Four years ago, President George W. Bush warned of the grave and growing danger posed by rogue regimes that seek to acquire nuclear weapons. “States like these, and their terrorist allies, constitute an axis of evil, arming to threaten the peace of the world.” America, the President made clear in his January 2002 State of the Union address, would do whatever was necessary to defeat this threat: “I will not wait on events, while dangers gather. I will not stand by, as peril draws closer and closer. The United States of America will not permit the world’s most dangerous regimes to threaten us with the world’s most destructive weapons.” While President Bush did not explain how the United States would counter this rising danger, it was soon evident that the Administration believed that preventive military force would have to be at the core of any successful strategy.

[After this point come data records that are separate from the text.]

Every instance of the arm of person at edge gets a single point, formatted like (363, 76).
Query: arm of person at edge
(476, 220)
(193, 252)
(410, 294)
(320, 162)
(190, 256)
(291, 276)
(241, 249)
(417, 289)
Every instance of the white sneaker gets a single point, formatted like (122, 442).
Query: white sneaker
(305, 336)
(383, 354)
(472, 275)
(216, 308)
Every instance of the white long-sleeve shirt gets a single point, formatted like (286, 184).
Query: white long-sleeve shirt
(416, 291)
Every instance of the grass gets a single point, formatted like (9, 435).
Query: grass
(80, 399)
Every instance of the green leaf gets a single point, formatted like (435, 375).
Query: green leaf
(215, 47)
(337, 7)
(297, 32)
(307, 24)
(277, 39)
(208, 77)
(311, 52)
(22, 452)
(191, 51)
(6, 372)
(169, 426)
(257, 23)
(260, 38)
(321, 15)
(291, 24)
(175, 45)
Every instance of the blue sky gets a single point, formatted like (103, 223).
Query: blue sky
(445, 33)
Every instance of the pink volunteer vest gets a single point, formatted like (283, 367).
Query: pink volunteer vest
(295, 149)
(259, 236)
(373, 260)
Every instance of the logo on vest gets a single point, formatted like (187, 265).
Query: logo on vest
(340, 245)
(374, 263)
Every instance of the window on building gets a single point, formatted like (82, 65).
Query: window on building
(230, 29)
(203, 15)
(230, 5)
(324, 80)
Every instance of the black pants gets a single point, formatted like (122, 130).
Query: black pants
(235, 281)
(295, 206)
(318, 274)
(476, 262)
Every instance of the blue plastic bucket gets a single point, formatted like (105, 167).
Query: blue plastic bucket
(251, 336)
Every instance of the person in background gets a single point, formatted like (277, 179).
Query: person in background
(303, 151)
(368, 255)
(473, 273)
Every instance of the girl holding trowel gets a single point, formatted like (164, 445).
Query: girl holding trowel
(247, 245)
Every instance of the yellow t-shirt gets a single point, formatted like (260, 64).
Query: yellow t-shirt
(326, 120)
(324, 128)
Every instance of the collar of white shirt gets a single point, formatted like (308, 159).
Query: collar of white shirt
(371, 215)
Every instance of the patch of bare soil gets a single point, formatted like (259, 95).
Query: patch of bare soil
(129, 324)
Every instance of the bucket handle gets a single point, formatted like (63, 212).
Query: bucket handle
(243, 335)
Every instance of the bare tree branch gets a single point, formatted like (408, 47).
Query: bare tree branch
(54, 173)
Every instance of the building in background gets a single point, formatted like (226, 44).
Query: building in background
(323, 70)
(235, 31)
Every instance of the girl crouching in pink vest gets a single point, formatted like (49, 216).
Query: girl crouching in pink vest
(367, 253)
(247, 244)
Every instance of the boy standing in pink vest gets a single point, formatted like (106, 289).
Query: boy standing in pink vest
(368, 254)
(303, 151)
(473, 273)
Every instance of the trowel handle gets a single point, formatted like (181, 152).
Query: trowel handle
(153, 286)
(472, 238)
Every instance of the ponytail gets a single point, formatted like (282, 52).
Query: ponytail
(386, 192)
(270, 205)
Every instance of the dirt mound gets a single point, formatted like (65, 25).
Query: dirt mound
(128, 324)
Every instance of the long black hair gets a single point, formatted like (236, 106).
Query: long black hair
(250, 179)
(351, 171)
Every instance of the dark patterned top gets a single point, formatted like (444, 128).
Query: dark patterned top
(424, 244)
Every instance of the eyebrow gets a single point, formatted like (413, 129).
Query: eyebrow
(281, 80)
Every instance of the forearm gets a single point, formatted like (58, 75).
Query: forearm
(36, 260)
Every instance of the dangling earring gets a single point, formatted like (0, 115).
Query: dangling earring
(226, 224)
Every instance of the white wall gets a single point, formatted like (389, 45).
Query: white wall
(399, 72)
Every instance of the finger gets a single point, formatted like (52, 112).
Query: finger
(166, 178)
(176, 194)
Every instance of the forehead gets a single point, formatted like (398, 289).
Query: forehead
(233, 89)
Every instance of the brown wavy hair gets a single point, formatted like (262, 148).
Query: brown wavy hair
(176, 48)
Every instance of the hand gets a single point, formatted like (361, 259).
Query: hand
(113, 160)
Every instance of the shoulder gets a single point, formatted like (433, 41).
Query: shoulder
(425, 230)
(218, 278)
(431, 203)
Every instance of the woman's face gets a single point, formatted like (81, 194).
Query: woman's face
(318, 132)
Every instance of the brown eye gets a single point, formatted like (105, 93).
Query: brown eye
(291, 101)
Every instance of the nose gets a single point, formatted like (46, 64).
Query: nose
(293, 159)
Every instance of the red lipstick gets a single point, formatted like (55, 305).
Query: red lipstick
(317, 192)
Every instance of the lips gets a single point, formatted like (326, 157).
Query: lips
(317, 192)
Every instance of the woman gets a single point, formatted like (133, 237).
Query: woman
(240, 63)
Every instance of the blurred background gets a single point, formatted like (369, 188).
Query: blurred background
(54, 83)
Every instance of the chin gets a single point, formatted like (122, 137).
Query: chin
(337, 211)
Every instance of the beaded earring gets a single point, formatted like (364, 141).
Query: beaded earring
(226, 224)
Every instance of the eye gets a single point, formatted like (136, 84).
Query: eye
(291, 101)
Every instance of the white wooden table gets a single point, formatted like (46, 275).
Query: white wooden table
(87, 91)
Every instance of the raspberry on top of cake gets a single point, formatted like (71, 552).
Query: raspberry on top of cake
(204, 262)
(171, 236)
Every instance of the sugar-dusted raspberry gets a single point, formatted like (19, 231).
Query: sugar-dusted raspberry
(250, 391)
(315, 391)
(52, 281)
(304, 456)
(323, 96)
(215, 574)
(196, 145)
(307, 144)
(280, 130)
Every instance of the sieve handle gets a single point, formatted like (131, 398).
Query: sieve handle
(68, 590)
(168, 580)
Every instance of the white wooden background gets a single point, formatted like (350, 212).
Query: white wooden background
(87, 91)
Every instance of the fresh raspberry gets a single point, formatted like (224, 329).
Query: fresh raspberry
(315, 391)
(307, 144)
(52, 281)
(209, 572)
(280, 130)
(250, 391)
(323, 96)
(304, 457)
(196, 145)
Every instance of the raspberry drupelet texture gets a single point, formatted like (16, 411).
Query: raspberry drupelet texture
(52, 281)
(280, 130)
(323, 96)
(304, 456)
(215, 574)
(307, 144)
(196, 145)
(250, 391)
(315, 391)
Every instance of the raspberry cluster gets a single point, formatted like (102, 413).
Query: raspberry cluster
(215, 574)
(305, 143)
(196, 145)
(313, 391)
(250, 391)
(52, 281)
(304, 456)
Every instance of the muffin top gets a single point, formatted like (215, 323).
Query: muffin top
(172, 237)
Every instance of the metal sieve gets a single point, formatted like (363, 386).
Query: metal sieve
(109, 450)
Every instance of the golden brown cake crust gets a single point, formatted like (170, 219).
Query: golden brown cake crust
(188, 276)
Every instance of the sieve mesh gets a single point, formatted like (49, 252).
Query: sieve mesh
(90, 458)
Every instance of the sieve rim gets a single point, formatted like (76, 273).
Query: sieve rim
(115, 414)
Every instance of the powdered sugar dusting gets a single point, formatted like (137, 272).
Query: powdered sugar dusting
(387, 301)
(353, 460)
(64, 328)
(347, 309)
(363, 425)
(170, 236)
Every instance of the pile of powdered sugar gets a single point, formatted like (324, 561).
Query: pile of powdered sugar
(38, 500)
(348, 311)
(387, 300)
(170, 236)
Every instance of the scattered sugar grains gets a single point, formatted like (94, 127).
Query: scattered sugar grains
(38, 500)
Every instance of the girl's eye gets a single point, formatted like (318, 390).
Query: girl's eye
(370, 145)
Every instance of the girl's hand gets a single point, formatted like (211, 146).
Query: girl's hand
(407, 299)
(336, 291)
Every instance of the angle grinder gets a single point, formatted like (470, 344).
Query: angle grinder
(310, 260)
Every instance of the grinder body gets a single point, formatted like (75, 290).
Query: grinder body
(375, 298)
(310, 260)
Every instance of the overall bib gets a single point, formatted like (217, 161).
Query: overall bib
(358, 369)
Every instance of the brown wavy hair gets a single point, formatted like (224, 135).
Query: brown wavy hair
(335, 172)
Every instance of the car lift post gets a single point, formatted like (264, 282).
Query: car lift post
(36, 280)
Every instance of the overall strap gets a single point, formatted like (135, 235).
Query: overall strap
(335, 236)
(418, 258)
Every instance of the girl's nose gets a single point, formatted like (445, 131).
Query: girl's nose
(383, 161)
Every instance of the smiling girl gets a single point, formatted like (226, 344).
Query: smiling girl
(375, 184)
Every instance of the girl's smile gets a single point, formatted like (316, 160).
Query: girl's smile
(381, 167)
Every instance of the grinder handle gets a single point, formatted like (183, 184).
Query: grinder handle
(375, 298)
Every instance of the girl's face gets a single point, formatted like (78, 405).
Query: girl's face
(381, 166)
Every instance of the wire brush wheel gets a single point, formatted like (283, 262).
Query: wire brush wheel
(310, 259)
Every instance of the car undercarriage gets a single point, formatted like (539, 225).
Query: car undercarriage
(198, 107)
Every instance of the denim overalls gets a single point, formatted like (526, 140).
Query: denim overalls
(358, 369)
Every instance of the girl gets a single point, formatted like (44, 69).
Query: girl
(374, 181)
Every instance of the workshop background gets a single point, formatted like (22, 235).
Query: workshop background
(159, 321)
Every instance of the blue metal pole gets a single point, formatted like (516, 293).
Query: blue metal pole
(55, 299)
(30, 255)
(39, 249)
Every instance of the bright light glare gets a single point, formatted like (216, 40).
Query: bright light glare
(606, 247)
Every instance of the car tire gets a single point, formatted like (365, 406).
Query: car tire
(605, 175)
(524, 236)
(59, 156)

The decision to invade Iraq, justified by the need to prevent Saddam Hussein from acquiring weapons of mass destruction, was a clear manifestation of this new strategy. It may well have been the last. The failure to find an active nuclear weapons program or any stockpiles of biological or chemical weapons, combined with the inability to secure the post-Saddam peace, all but rules out future military endeavors of this kind. Because of the disaster in Iraq, gaining an American, let alone an international, consensus in favor of another preventive war will be close to impossible. The Administration, accordingly, has opted for more conciliatory, multilateral negotiating strategies to address the nuclear threats posed by Iran and North Korea, the other two members of President Bush’s “axis of evil.” Despite ritualistic exhortations that “all options remain on the table”, the Administration declined to use force even after it was clear that North Korea was reprocessing spent fuel sufficient for six or more nuclear bombs.

While many will greet the apparent death of preventive force with relief, it would be unfortunate if the entire concept were abandoned. For the problem with the Bush strategy has been less the concept of preventive force itself than its near-unilateral application to achieve very ambitious—perhaps too ambitious—ends. Unilateral, preventive wars of regime change should be relegated to the past. But circumstances will undoubtedly arise in the future in which policymakers will want to have the option of using force preventively—be it to kill terrorists, prevent weapons proliferation, halt genocide, stop the spread of deadly diseases, or deal with other kinds of danger. The proper task, then, is not to bury the concept, but to make it a more limited and a more legitimate tool for addressing evolving security threats.